The implementation of Sensory Diet at Red Marsh School has proved beneficial for a wide range of pupils. Staff have consistently reported that individuals are generally more calm, alert, focused and ready to learn.
Raising pupil achievement through the development of links between parents, school and the wider community. |
Heasandford Primary School - Good Practice Award
The project was initially based on the premise that parental engagement has a large and positive impact on children's learning. Also it was important to consider that many of the pupils who attend our school are from diverse cultural backgrounds so there was also a need to encourage parents and school staff to bridge the gap between the culture at home and the culture in school.
The school leadership team gave full support to the project by allowing a teacher to be released for half a day a week to develop home-school links and provide access to support and training for parents and to develop community cohesion.
This has led to a higher number of parents engaging with the school through attending organised workshops, parents evening, joining the governing body and fund raising events. There has been a notable increase in standards where parents have established links with school.
Pupils, parents and staff within school have been extremely positive about the project and it continues to be well supported by the school leadership team. We are looking forward to building on its success.

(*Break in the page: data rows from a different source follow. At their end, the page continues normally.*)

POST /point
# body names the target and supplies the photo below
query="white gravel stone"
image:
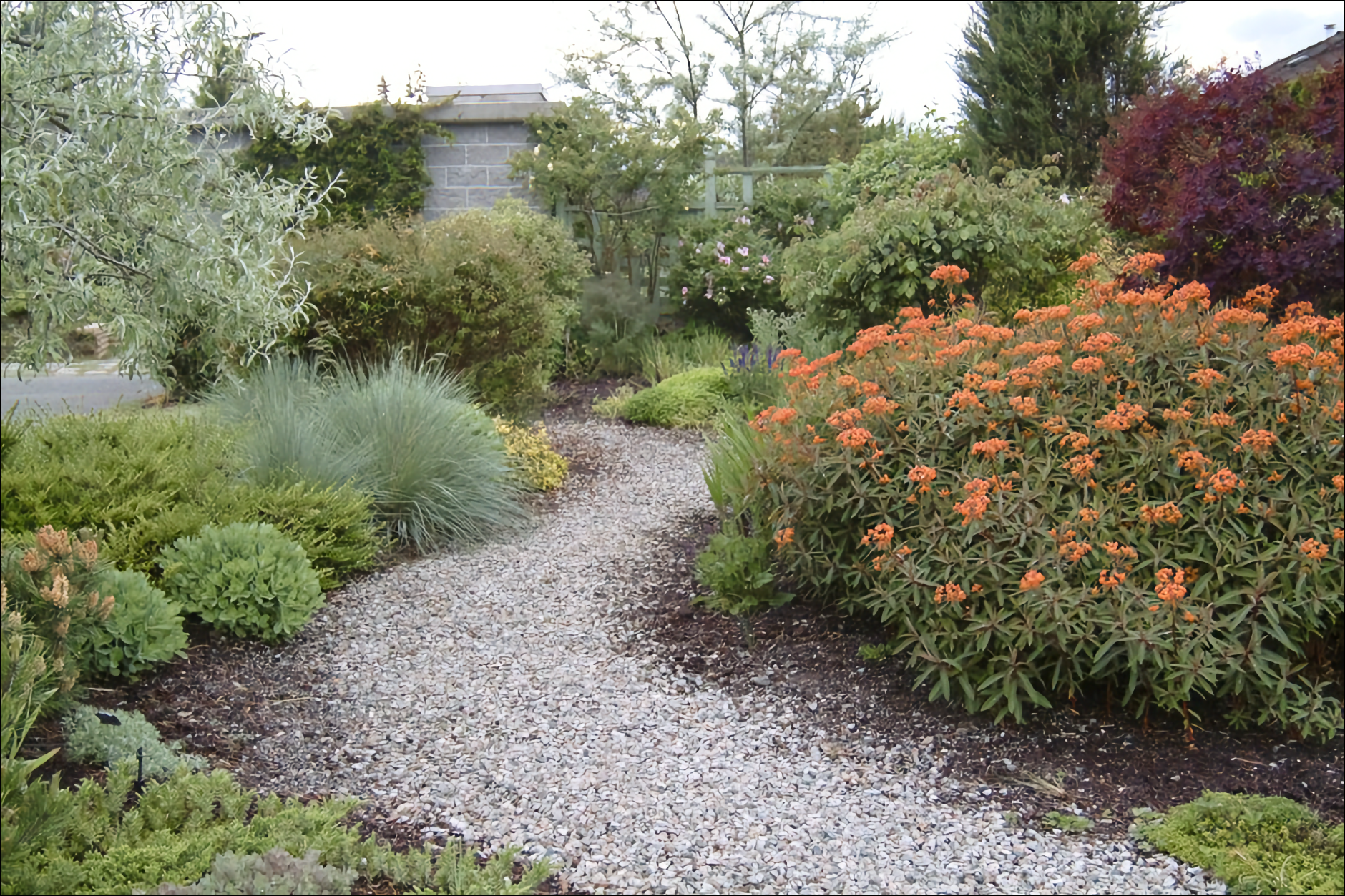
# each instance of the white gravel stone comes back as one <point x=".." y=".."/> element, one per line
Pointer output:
<point x="493" y="691"/>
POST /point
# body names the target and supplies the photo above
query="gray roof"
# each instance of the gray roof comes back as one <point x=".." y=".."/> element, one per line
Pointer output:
<point x="469" y="93"/>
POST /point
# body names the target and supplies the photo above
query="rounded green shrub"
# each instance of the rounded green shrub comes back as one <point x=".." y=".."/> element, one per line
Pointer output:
<point x="688" y="398"/>
<point x="143" y="630"/>
<point x="1134" y="488"/>
<point x="1255" y="844"/>
<point x="245" y="579"/>
<point x="1012" y="235"/>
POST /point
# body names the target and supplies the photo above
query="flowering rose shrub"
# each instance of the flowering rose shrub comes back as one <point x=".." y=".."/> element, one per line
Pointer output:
<point x="721" y="271"/>
<point x="1132" y="488"/>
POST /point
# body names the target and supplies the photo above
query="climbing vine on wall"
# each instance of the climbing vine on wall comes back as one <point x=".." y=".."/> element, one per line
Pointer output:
<point x="377" y="147"/>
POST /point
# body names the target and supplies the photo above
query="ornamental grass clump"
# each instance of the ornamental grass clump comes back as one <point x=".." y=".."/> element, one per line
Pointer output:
<point x="1134" y="488"/>
<point x="409" y="438"/>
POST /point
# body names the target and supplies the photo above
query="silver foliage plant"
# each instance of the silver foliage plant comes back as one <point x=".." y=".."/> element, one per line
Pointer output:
<point x="117" y="198"/>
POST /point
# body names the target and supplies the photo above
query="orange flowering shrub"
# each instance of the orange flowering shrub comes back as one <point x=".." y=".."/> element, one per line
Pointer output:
<point x="1198" y="447"/>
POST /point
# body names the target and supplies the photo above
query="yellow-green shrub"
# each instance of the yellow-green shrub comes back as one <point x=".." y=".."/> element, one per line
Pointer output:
<point x="1130" y="488"/>
<point x="532" y="456"/>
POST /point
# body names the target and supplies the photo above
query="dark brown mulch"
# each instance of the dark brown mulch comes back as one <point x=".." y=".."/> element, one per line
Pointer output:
<point x="1087" y="754"/>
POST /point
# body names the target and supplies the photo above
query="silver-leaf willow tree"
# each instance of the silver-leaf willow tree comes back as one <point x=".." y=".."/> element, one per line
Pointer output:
<point x="119" y="204"/>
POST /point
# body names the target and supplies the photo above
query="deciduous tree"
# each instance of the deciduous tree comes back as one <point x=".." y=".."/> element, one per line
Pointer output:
<point x="117" y="200"/>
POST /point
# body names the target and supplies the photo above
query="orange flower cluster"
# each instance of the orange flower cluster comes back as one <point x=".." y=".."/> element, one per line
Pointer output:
<point x="1205" y="377"/>
<point x="949" y="275"/>
<point x="1258" y="297"/>
<point x="1170" y="589"/>
<point x="1238" y="317"/>
<point x="949" y="594"/>
<point x="1120" y="551"/>
<point x="869" y="340"/>
<point x="1123" y="418"/>
<point x="964" y="398"/>
<point x="978" y="498"/>
<point x="1259" y="440"/>
<point x="1048" y="348"/>
<point x="1040" y="315"/>
<point x="1226" y="481"/>
<point x="1297" y="354"/>
<point x="1087" y="322"/>
<point x="1314" y="549"/>
<point x="990" y="447"/>
<point x="1143" y="262"/>
<point x="879" y="405"/>
<point x="1056" y="424"/>
<point x="1075" y="442"/>
<point x="990" y="334"/>
<point x="1192" y="461"/>
<point x="921" y="474"/>
<point x="1100" y="343"/>
<point x="845" y="419"/>
<point x="880" y="536"/>
<point x="854" y="438"/>
<point x="1111" y="579"/>
<point x="1163" y="513"/>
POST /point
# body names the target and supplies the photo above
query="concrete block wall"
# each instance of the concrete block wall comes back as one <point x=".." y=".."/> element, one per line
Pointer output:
<point x="472" y="171"/>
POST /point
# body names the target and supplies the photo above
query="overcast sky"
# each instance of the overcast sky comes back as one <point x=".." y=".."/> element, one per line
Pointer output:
<point x="336" y="53"/>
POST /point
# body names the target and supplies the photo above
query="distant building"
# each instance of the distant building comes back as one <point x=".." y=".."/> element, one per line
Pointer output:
<point x="1326" y="54"/>
<point x="489" y="127"/>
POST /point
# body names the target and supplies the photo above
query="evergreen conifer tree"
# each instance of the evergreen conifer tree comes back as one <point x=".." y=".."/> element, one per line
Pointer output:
<point x="1042" y="79"/>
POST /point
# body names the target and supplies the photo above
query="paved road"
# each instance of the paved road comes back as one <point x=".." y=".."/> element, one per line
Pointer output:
<point x="78" y="388"/>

Heasandford Primary School - Best Practice Award
The Burnley Pupil Parliament was established four years ago to enable local Primary School children to have a united voice relating to issues impacting on the Burnley area. The Parliament embarks on campaigns that positively impact on making Burnley an even better place to live for all members of the community. There are currently 20 Primary Schools involved with the Parliament as well as the Prince's Charities, Children's Trust and Community Engagement Officer. The children have worked together on several successful campaigns.
The Road Safety campaign included children raising the profile of road safety issues, designing posters and logos to be displayed outside schools and hard hitting radio adverts with 2BR and Pendle Radio. Children wanted to feel safe when using the parks and improve them to benefit all members of the community. Their park campaign included repair work being undertaken and policy being changed to allow more adventurous play equipment.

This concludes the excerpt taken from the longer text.